Texas House Bill 7 will take effect on Dec. 4 which will bar mailing abortion medication and create civil penalties for health care providers who make them available. The new law could strengthen Texas’ case against telehealth.
The new law allows any private citizen to sue medical providers for a minimum penalty of $100,000, and according to backers of the bill, would also allow suits against drug manufacturers.
While other states have passed legislation targeting abortion medications by classifying them as a controlled substance, the Texas law targets the people who distribute them and its reliance on civil suits.
Medical providers say the law won’t stop them from providing abortions to people in Texas, with three major telehealth practices confirming they intend to keep prescribing and mailing abortion medications to patients in Texas, citing other states’ laws that would shield them from Texas-based suits.
Pharmaceutical companies have not responded to how they will proceed. Anti-abortion activists say they plan to launch civil lawsuits against health care providers who continue to mail medications to Texas. Those private suits could accelerate a clash between state abortion laws and is expected to be resolved by the U.S. Supreme Court.
At issue is the conflict between individual state abortion restrictions and shield laws in other states that protect abortion providers from out-of-state prosecutions. Those laws say that state governments will not comply with extraterritorial efforts to punish health care providers for offering services legal in the state where they reside — including abortions. Almost half of all states have some form of shield law, though only eight explicitly protect providers no matter where a patient is located.
Under those laws, medical professionals living in states where abortion is legal have continued to mail medications to patients. Research suggests that 1 in 4 abortions are now done through telehealth, with about half of those in states with bans or restrictions.

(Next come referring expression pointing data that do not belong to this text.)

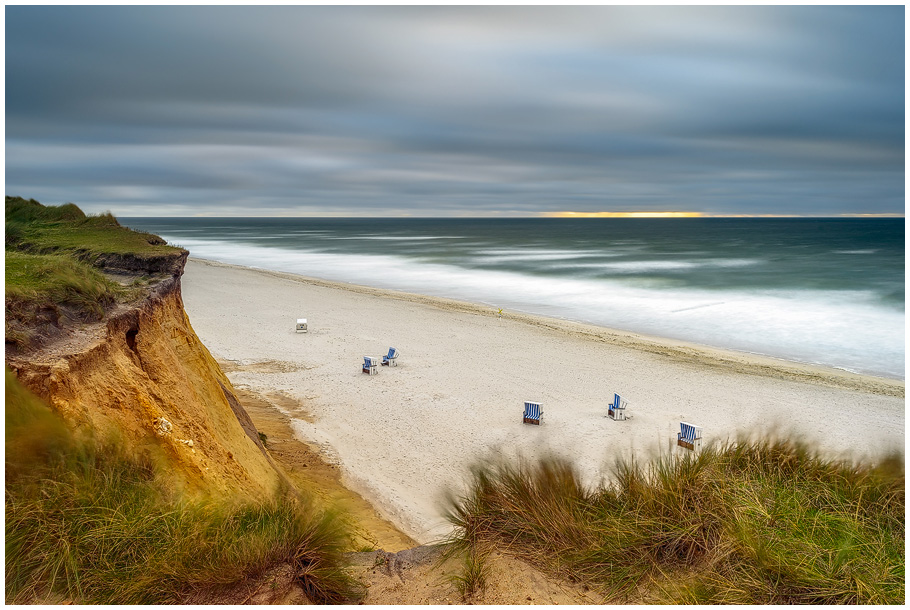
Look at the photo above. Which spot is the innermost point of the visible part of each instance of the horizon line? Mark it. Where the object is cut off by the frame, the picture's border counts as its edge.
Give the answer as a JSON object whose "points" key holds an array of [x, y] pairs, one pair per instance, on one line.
{"points": [[554, 215]]}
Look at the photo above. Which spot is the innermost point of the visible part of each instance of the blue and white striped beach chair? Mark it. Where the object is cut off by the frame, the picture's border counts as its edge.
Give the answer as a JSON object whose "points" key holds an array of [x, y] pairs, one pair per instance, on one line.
{"points": [[389, 359], [689, 436], [617, 410]]}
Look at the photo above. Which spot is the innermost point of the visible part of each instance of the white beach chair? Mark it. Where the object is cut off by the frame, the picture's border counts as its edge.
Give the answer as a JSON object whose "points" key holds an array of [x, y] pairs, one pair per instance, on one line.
{"points": [[617, 410], [532, 413], [369, 364], [689, 437], [389, 359]]}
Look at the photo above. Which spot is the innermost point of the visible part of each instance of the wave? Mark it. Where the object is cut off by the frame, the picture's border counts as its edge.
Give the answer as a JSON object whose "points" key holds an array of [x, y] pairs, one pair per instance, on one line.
{"points": [[850, 329]]}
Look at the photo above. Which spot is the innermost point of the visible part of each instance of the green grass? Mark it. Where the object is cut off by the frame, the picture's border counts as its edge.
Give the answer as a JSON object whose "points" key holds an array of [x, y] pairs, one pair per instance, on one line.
{"points": [[38, 281], [766, 521], [88, 522], [66, 229], [52, 256]]}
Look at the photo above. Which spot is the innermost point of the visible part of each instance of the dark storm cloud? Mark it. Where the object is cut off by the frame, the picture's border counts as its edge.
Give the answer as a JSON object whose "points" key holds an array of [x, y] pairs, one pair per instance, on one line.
{"points": [[457, 110]]}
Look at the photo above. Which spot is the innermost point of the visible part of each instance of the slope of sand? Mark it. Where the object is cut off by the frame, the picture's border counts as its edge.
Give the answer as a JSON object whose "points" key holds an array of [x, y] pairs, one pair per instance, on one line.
{"points": [[405, 436]]}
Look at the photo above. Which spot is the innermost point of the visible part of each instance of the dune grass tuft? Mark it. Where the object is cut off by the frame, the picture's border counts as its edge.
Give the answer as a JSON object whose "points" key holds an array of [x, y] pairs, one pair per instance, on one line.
{"points": [[34, 281], [92, 524], [753, 521]]}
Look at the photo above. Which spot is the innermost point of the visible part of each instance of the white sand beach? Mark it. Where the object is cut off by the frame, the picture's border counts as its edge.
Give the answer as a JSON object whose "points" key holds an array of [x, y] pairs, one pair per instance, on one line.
{"points": [[405, 435]]}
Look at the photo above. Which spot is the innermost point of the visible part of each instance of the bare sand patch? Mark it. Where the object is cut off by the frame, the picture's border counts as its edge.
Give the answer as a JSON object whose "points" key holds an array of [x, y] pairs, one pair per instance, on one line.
{"points": [[403, 437]]}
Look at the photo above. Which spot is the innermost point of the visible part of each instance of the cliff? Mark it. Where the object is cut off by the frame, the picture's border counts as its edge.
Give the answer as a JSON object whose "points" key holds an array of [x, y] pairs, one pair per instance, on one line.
{"points": [[140, 373]]}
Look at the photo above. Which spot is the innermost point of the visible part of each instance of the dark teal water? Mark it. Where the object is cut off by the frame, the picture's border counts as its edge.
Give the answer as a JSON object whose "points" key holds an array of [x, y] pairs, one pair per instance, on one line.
{"points": [[828, 291]]}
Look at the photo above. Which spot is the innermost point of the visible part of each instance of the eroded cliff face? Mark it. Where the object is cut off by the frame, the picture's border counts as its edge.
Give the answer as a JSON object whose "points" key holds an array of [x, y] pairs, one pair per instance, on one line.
{"points": [[143, 375]]}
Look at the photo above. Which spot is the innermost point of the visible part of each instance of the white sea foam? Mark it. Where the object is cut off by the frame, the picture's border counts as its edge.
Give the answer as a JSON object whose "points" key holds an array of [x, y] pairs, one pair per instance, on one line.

Already, health professionals mailing abortion pills to Texans have been sued. Texas Attorney General Ken Paxton has brought a case against Margaret Carpenter, a physician in New York, for mailing abortion pills to the state. New York, state officials have cited the shield law in declining to enforce a Texas court’s ruling that fined Carpenter $113,000.
Jonathan Mitchell, a prominent lawyer who has helped craft many of the state’s anti- abortion laws, has brought wrongful death lawsuits — typically used to sue someone for a death caused by negligence or recklessness — against multiple telehealth providers, arguing an abortion is the death of a person. Those cases are still making their way through court.
HB 7 closely resembles a 2021 Texas law that effectively outlawed abortions after six weeks of pregnancies — the majority of abortions — months before the fall of Roe v. Wade. That law pioneered the use of private civil suits to stop the provision of most abortions.
Though the law halted abortion providers from operating in the state, there were no successful lawsuits against health care providers. That, coupled with the rise of blue state laws to protect health care providers, has left many who offer telehealth skeptical that the new Texas law will immediately reach them.